Last night, new Guest Writer Gabriella Phillip attended the most recent Women Poets at Barnard reading, featuring Lynn Emanuel and Patricia Spears Jones. The two poets both read and discussed a diverse selection of their original poetry.
Lynn Emanuel, who currently teaches at the University of Pittsburgh, started the evening by reading a few of her original poems from her sixth collection of poetry, “The Nerve of It: Poems New and Selected”, which won the 2016 Lenore Marshall Poetry prize from the Academy of American Poets. In one of her poems, inspired by Franz Kafka’s “Metamorphosis”, she discusses her symbolic obsession with the conception of a woman transforming into a dog.
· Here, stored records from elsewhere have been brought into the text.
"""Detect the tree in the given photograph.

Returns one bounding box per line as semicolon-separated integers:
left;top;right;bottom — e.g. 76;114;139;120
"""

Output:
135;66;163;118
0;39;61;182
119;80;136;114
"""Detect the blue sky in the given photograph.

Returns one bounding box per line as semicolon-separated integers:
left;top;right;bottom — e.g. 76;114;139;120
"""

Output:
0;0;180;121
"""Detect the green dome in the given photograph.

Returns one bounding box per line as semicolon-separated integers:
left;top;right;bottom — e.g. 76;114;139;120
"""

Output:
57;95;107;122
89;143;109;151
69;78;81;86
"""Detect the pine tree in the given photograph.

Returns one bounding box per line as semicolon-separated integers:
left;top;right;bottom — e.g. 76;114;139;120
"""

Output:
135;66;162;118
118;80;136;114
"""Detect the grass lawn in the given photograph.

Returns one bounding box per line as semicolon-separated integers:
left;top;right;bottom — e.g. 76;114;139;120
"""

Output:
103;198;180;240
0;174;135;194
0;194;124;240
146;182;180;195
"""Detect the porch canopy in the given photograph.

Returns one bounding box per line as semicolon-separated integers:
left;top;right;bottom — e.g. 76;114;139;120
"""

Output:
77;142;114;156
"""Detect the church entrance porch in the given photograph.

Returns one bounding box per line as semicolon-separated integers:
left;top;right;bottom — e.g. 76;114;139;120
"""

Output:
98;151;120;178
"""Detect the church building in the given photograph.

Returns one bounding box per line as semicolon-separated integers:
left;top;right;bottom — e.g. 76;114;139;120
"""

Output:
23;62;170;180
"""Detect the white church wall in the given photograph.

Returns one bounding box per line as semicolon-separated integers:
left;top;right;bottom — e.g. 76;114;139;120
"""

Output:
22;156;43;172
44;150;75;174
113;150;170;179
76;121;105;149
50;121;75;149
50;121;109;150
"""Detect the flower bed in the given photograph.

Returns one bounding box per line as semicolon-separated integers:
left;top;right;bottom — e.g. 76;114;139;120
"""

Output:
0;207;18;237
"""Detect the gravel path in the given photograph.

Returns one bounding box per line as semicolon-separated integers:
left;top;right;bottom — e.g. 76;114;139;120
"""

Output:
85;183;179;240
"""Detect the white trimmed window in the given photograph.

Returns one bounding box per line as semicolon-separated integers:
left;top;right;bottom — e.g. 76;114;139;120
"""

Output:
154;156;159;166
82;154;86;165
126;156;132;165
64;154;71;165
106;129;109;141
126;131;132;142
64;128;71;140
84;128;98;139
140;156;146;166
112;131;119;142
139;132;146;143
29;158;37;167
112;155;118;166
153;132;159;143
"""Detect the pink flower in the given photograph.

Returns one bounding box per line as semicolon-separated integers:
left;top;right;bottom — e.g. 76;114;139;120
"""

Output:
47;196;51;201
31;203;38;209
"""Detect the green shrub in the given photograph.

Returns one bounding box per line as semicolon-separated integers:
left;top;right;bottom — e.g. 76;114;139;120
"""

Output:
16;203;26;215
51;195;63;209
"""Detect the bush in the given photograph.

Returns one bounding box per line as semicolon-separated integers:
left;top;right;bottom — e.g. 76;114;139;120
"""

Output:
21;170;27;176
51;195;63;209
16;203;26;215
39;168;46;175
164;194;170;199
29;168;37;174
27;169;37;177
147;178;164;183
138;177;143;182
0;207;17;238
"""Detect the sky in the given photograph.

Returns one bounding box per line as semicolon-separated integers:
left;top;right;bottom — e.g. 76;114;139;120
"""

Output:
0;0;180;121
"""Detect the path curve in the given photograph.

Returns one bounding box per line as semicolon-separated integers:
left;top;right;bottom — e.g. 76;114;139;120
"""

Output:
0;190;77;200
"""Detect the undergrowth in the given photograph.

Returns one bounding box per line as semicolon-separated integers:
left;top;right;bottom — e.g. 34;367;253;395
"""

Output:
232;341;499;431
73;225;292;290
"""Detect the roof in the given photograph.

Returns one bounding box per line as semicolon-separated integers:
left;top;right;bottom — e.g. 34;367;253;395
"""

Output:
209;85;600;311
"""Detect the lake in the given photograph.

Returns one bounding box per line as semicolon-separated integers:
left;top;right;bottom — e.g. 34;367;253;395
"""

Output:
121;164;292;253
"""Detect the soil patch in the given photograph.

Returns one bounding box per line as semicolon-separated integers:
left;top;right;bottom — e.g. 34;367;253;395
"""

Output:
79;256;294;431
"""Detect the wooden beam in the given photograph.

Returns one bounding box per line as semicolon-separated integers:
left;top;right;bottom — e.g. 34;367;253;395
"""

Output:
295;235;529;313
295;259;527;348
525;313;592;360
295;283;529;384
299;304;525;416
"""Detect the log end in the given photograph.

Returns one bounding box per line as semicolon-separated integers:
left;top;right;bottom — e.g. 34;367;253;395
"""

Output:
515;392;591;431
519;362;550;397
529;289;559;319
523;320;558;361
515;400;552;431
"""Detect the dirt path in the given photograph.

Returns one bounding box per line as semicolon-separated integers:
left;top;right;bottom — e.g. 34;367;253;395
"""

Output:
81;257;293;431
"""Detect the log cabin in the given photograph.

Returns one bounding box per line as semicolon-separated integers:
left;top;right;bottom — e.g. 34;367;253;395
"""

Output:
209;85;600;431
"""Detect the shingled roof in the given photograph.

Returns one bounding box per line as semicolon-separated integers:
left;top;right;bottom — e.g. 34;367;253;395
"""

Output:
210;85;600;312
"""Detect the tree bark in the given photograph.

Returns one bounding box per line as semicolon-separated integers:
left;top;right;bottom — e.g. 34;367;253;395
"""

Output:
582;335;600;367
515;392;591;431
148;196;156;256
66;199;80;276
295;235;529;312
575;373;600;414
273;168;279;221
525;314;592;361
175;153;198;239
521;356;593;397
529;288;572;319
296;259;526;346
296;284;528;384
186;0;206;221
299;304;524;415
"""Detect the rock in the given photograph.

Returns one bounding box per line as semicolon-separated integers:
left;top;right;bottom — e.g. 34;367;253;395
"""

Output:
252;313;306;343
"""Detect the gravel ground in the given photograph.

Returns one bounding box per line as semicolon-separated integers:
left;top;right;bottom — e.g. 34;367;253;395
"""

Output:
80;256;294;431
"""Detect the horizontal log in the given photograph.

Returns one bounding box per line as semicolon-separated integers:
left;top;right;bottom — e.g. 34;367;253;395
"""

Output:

She criticizes the fine art of living and human relations to ambiguous tragedy. Readers can explicitly notice Emanuel’s comparison between this transformation to that of marriage. In the poem, she specifically mentions feeling as though she was an actual dog and how by embracing this tyrannical dog-like treatment, she was completely replaced with this hypothetical ideology. Such symbolism connecting not only humans and animals, but also inanimate objects, showcases Emanuel’s unique style of writing modern poetry.
Patricia Spears Jones, who recently served as a fellow of the Black Earth Institute, read a few poems from different sections of her newest book, “A Lucent Fire”, each of which is rich with surrealism and offer readers an animated entrance to her life’s work as a female poet. Jones creatively emphasizes black, female, queer, economically disadvantaged, chaotic, and displaced lives that can appear quite unrepresented in poetry writing. The job of the poet is essentially to say something that will matter, that can improve the experience of living and speak back to the erasures and violences in our world and Jones does exactly that. Her relatable diction allows readers to fully engage in what she is trying to convey through her collections of poetry.
Both of these women showcase that poetry is actually a spontaneous overflow of powerful feelings that are manifested into words to be shared with the world. It’s hardworking and moving women poets such as Lynn Emanuel and Patricia Spears Jones who name the unnamable, point at frauds, take sides, start arguments, shape the world and stop it from going to sleep. These two literary feminists inspire the young people of this generation to “get up offa that thang”, as Jones quoted from the 1976 song by James Brown, and speak your mind because especially in these politically challenging times, all of our voices matter and deserve to be heard.